The Second World War forced the monastic brotherhood to leave Ladomirova and to evacuate to Germany. Vitaly came to Berlin where, together with archimandrite Nathaniel (Lvov), he engaged in wide missionary activity amongst the Russian refugees and prisoners of war. Nafanail and Vitaly then relocated to Hamburg where they concentrated on the work of preventing thousands of refugees from being compulsorily repatriated to the USSR. In Hamburg, hegumen Vitaly began active church life at Camp Fischbeck. In the barrack-type church, the daily circle of divine services were conducted. Simultaneously, Vitaly began a small monastic brotherhood, and established a printing house which began to print much needed anthologies from the church service-books for all the camp churches of Germany. From 1947 to 1951, Vitaly was Prior of the ROCOR parish in London. Archimandrite Anthony (Bloom) had arrived in London in 1948 to serve the parish which belonged to the Moscow Patriarchate: they used the same church and served on alternate Sundays.

===Bishop and First-Hierarch===
On 12 July 1951, on the feast of Saints Peter and Paul, Vitaly was consecrated Bishop of São Paulo, vicar of the Brazilian diocese. There the young bishop opened a printing house and arranged a small shelter for boys who were trained as acolytes for the cycle of divine services. In 1955, Bishop Vitaly with his brotherhood was transferred to Edmonton, Alberta, Canada. 75 miles from the city, he erected the Dormition monastery.

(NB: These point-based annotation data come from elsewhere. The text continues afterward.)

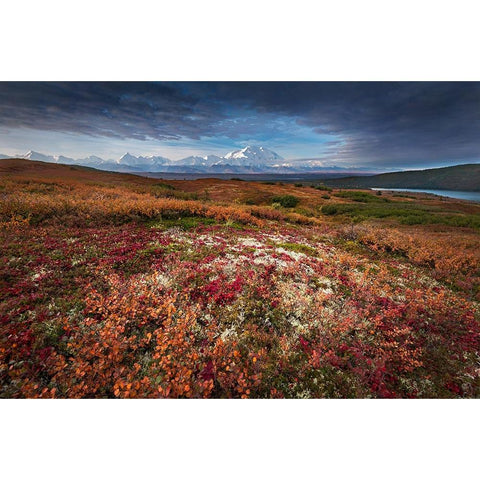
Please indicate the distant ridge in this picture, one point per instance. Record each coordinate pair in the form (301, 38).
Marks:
(459, 177)
(251, 159)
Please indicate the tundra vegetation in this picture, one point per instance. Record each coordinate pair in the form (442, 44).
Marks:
(120, 286)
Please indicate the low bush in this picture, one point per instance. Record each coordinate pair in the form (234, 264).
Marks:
(286, 201)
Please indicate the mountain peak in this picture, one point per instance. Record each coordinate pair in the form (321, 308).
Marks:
(252, 154)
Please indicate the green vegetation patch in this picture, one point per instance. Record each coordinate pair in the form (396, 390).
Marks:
(298, 247)
(406, 213)
(362, 197)
(286, 201)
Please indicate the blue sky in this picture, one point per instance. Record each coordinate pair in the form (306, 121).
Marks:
(350, 124)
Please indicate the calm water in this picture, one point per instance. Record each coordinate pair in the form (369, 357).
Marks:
(472, 196)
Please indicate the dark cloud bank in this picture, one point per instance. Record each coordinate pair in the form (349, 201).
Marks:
(407, 123)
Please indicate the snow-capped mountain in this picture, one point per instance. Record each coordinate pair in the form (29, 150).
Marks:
(196, 160)
(252, 156)
(251, 159)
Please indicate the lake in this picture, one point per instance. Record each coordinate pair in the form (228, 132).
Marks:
(472, 196)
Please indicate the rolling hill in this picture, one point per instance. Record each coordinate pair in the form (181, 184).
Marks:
(459, 177)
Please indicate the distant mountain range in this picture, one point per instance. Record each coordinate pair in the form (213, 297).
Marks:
(251, 159)
(459, 177)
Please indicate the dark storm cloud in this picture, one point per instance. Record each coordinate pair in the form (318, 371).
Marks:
(390, 122)
(113, 109)
(384, 123)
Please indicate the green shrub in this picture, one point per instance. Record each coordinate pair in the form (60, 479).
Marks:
(286, 201)
(362, 197)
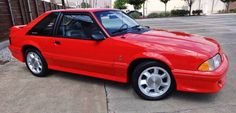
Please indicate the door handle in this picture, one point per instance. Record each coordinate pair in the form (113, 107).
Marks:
(57, 42)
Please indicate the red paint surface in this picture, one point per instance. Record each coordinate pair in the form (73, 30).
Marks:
(110, 59)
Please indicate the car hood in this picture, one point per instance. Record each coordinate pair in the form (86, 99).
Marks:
(199, 44)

He was appointed ruling bishop of Montreal and Canada, and he founded a skete in Mansonville, Quebec. In Montreal, Bishop Vitaly built and magnificently equipped a large cathedral. The fine house of his(its) monastic farmstead and a residence is near to a cathedral. In this farmstead, a printing house operated, publishing service-books and the periodical "The Orthodox Bulletin".

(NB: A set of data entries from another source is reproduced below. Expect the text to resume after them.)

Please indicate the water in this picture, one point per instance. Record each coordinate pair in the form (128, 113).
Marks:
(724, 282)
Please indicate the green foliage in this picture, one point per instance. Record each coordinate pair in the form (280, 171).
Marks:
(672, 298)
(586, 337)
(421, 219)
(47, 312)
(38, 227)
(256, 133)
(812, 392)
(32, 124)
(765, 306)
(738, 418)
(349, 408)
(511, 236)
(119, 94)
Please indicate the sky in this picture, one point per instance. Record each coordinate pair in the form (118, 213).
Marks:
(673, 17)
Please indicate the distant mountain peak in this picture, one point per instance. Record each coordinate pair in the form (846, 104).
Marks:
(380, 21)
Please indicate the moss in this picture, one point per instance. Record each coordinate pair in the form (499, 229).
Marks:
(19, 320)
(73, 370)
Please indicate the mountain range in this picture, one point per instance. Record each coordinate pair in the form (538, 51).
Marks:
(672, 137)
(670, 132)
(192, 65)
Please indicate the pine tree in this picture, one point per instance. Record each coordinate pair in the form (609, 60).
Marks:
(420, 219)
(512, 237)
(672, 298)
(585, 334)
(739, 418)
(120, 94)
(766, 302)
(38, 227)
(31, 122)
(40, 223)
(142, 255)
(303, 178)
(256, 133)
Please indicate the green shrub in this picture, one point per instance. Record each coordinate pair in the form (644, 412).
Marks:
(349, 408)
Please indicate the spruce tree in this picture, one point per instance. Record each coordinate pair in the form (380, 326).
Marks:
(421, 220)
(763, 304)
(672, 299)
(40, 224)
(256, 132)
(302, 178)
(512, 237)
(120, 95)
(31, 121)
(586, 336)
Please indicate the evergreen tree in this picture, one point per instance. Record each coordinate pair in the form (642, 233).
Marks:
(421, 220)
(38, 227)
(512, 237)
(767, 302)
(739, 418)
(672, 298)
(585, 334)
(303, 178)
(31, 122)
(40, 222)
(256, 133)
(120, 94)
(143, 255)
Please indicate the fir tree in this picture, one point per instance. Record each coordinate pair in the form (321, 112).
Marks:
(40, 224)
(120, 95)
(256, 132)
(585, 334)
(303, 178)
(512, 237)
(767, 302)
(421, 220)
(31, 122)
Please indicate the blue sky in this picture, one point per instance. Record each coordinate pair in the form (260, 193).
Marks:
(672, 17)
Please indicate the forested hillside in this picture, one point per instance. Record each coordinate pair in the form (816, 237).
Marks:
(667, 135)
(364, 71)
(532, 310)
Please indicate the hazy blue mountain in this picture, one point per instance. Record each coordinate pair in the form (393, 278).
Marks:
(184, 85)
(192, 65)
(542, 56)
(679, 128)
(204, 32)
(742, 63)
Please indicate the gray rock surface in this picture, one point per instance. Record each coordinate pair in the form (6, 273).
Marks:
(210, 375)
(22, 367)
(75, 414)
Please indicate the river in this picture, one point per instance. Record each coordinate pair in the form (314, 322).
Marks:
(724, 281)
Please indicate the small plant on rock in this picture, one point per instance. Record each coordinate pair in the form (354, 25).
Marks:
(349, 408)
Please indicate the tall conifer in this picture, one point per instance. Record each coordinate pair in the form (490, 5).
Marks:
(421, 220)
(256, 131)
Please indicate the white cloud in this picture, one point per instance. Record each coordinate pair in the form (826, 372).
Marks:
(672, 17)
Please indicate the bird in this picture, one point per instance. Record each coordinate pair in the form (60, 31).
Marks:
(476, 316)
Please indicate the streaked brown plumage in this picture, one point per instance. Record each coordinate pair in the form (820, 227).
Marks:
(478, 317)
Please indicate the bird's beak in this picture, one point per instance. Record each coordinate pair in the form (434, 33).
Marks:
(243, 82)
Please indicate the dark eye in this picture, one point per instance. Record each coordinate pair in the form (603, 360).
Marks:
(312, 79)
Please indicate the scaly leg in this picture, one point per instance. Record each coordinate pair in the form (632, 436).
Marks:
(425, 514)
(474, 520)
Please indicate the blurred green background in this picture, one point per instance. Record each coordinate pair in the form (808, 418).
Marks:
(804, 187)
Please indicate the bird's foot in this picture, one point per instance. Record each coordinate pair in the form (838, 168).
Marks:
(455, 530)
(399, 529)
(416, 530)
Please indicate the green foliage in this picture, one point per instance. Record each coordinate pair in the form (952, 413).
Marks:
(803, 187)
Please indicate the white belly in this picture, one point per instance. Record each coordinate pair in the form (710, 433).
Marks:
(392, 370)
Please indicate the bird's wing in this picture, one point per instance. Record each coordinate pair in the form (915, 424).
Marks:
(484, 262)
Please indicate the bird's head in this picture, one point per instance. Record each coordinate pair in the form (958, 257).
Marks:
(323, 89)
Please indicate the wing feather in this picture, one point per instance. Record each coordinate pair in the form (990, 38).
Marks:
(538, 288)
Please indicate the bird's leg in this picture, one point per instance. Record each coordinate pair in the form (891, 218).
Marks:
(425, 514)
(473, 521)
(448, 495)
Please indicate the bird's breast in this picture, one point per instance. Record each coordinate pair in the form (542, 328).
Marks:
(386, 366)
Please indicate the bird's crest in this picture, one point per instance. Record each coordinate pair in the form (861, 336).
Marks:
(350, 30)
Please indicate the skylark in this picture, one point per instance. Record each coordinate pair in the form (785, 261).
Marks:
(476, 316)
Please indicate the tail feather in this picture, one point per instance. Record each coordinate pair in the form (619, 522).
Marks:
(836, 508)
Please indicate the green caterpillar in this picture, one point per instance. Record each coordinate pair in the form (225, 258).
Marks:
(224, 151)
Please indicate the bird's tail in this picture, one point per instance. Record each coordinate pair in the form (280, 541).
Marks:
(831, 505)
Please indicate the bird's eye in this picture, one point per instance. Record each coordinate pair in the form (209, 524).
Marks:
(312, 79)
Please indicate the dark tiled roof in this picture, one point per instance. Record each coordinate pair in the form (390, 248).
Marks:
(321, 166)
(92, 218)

The death of Metropolitan Philaret in 1985 necessitated the election of a new Metropolitan. On 22 January 1986, Vitaly was elected Metropolitan of Eastern America and New York, also retaining management of the Canadian diocese.

==Retirement and schism==

Citing his declining health in 2001 Metropolitan Vitaly announced that he was going to retire the same year. During the council of Bishops of 2001, Metropolitan Vitaly announced his resignation. Immediately afterwards, he left to his residence at the Holy Transfiguration monastery in Mansonville, accompanied by his supporters.

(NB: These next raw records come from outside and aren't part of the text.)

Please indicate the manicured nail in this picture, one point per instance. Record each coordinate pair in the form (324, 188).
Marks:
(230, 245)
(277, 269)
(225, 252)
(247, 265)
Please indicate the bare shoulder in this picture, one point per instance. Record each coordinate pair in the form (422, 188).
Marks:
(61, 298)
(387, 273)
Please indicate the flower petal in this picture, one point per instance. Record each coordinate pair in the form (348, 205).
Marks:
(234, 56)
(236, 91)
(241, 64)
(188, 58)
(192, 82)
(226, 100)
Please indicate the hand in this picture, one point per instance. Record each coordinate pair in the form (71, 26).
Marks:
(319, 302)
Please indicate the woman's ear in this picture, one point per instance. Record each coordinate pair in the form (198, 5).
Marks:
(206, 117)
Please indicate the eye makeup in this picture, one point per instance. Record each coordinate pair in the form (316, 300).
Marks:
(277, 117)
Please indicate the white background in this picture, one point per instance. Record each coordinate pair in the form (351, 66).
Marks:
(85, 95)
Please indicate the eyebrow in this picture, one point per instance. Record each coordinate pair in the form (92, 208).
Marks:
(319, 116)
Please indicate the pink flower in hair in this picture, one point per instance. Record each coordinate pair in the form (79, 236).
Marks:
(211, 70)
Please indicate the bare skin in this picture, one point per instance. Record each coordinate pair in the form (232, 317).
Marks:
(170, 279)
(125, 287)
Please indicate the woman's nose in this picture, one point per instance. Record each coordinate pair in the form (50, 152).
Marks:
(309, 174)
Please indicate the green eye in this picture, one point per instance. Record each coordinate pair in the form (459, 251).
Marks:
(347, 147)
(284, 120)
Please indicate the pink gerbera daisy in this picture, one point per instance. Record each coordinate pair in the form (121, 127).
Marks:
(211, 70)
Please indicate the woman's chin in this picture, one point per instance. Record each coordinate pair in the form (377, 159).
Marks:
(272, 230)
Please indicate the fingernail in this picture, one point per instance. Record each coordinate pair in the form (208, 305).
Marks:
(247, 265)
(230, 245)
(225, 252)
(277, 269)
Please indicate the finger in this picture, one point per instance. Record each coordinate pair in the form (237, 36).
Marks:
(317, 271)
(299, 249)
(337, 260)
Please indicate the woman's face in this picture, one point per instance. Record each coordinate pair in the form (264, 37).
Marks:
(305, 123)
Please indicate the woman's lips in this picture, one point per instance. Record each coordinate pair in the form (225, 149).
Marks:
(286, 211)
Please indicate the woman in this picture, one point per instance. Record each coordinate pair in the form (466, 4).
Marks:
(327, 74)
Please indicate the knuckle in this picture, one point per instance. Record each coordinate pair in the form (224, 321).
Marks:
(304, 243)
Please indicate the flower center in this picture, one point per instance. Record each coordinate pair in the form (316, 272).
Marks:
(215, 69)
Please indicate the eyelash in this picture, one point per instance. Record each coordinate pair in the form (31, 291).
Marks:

After the election of the new First-Hierarch of ROCOR, Metropolitan Laurus, Metropolitan Vitaly released an epistle denouncing the latest ROCOR Synod, asserting that he continued to be ROCOR's primate. A number of ROCOR clergy and parishioners who were against ROCOR's union with the Moscow Patriarchate formed a new church administration around Metropolitan Vitaly, renaming themselves as the Russian Orthodox Church in Exile (referred to as ROCOR-Vitaly in common parlance).

The episcopate of ROCOR asserted that Metropolitan Vitaly was being held hostage by schismatics who took advantage of his failing health and used his name to produce a schism. The episcopate made numerous attempts at contacting Metropolitan Vitaly and his personal assistant Lyudmila Rosniansky, but were unable to get through to him personally nor to his assistant, so that his own position regarding the schism remains unknown. The NY Post reported that Archbishop Gabriel Chemodakov of the Synod then filed a court case concerning the health issues of Metropolitan Vitaly which were reported by the NY Daily News in 2002 as to the Court finding no unusual health issues with the Metropolitan upon interviewing him for purposes of dismissing the court case against him.

Metropolitan Vitaly died on 25 September 2006. He was buried in his Mansonville skete by the clergy of the Russian Orthodox Church in Exile. ROCOR bishops were not permitted to be present, consequently they celebrated his funeral separately.